Austin noted that the two Michigan congressional districts that supported Trump in 2016 but flipped to Democrats in 2018 are both home to fast-growing, economically booming communities.

"There are many communities in the Rust Belt that have found ways to transition away from the single-industry model, be it cars or steel, that sustained them for so much of the 20th century," wrote Austin. "No longer is Minneapolis the Flour City, Pittsburgh the Steel City, or Cincinnati 'Porkopolis' (a nod to its history as a slaughterhouse center)—but diverse, dynamic urban entrepots. Among smaller cities, Akron, Ohio lost its title as 'Rubber Capital of the World' but has found purchase with a revitalized downtown and growth in emerging polymers/plastics, advanced manufacturing industries, and as a transportation/logistics cross-roads."

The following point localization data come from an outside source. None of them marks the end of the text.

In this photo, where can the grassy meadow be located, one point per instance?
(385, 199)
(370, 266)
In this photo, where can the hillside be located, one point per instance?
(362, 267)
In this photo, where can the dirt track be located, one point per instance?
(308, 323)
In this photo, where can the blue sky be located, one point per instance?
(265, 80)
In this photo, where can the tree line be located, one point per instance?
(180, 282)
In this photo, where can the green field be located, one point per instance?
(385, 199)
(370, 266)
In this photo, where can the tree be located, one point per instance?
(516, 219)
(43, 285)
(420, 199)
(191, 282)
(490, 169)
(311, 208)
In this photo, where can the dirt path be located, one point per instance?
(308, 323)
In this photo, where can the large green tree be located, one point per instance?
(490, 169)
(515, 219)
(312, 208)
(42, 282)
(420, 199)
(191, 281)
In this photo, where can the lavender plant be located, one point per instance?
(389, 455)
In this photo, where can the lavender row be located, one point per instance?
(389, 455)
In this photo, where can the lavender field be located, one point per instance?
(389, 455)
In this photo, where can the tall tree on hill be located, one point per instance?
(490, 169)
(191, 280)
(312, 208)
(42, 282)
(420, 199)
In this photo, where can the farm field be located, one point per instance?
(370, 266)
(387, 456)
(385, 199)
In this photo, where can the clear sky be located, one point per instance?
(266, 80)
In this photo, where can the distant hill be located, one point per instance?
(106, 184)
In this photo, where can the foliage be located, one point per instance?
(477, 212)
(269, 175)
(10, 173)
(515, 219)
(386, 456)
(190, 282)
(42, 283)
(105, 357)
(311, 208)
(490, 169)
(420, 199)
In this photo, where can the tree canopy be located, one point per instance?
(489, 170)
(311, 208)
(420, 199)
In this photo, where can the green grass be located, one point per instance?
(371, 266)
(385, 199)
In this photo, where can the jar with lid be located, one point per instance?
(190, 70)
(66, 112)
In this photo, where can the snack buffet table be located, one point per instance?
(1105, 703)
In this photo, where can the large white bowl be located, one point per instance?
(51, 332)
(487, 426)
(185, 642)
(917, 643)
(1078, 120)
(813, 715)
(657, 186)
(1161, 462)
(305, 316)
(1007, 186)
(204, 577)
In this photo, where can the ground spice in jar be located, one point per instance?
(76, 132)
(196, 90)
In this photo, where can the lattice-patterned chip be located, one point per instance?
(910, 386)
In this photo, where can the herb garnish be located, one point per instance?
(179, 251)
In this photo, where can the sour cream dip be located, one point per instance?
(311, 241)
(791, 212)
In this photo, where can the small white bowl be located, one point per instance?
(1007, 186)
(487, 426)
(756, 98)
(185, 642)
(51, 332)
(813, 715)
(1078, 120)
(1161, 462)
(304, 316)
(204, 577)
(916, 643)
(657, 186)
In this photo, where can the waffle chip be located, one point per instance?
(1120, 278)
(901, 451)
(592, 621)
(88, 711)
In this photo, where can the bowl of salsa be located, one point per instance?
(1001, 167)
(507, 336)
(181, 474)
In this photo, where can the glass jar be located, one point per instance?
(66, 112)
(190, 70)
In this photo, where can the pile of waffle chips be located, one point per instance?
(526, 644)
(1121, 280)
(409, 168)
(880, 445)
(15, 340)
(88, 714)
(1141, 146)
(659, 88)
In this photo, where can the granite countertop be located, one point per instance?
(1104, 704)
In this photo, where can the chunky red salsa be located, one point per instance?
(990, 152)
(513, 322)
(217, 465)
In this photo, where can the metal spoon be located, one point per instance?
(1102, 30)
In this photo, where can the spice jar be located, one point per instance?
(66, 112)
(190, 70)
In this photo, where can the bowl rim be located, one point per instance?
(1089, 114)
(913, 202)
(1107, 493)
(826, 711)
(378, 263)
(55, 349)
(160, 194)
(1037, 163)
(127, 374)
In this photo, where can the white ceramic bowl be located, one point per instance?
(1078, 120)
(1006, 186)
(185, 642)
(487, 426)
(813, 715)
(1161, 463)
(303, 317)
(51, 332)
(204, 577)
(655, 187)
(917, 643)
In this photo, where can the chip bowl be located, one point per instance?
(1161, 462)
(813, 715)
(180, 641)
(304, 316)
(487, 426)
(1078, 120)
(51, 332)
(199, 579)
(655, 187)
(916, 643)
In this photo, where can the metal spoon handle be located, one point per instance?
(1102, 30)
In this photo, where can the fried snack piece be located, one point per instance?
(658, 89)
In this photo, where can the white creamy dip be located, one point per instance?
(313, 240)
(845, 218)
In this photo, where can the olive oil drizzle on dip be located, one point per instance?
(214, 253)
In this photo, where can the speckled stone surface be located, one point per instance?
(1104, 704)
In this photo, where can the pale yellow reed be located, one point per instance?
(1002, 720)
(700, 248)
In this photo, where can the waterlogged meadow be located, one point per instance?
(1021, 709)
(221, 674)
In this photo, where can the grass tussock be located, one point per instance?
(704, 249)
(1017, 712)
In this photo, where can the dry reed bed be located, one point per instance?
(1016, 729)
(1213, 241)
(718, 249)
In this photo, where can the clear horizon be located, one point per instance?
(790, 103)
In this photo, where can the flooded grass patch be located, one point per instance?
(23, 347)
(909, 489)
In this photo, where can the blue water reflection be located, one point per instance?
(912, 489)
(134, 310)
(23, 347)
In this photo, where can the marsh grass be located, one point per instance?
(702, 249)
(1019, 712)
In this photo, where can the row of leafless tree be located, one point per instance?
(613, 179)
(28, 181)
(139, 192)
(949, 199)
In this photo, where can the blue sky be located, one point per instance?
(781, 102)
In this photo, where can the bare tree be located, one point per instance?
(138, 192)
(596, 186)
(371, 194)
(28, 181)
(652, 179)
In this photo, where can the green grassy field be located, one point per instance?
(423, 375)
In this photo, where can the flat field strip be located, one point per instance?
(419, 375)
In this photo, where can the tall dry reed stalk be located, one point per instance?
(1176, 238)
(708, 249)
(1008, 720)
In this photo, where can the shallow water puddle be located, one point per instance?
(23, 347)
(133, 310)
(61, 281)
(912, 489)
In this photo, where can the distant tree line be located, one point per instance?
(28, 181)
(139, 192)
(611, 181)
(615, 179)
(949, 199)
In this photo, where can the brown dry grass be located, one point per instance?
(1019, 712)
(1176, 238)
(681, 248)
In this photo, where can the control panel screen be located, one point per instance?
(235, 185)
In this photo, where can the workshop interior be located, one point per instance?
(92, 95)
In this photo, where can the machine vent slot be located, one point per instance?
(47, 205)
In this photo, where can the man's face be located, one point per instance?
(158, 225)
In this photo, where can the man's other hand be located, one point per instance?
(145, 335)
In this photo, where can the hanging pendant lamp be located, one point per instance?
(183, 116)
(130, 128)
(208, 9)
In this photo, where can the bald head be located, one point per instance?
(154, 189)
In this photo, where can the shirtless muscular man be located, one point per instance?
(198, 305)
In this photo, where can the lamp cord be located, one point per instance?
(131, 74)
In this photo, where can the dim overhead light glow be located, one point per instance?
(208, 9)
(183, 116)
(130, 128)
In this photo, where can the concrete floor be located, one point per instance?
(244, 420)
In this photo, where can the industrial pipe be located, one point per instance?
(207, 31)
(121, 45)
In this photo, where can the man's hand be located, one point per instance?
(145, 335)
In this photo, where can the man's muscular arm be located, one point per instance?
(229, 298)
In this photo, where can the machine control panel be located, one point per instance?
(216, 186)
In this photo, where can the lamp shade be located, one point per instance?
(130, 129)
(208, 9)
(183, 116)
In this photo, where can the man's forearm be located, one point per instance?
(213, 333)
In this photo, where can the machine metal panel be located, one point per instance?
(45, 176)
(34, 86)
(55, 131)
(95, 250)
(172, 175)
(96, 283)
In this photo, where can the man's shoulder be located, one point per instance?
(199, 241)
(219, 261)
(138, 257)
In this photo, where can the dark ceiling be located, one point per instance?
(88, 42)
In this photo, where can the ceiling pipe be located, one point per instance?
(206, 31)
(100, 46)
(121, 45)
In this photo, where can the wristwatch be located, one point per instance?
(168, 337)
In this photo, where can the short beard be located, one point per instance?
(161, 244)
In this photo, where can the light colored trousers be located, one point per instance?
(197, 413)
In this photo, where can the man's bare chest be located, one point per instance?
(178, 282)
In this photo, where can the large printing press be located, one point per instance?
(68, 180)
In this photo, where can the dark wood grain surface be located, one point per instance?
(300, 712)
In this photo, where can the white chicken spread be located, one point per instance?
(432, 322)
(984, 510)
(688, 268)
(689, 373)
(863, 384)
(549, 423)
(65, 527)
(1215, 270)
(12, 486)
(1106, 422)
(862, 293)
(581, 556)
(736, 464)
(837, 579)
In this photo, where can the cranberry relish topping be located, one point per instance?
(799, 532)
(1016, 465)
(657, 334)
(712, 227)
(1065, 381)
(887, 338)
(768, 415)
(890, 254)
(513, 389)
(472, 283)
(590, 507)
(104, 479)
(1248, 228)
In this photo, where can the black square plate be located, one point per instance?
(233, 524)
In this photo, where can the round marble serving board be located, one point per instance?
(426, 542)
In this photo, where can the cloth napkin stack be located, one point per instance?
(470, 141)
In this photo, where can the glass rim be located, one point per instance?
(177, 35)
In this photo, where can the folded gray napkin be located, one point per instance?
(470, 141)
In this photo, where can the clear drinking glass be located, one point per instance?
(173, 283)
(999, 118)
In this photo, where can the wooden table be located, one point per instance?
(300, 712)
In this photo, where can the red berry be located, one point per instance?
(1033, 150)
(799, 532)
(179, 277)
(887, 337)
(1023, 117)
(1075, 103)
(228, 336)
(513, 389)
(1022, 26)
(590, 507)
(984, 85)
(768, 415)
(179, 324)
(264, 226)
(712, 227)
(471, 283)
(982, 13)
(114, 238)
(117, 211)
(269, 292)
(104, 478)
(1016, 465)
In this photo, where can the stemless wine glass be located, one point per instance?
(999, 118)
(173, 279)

"What these communities have in common, aside from better job prospects, is a generally more forward-looking view that is less responsive to Trump's economic nostalgia," continued Austin. "They also tend to be younger (thanks to colleges and universities and their ability to draw newcomers), as well as more ethnically diverse. These voters are more focused on basic kitchen table issues (good schools, affordable higher education, health care, decent roads) and less inclined to reward nativism and economic nationalism."

While none of this suggests that an economic crash would be inherently good for Trump, it does suggest that the places where the economy is strongest are the places that have rejected Trumpism — which means that it could be harder for Trump to win on an economic message than it might first appear.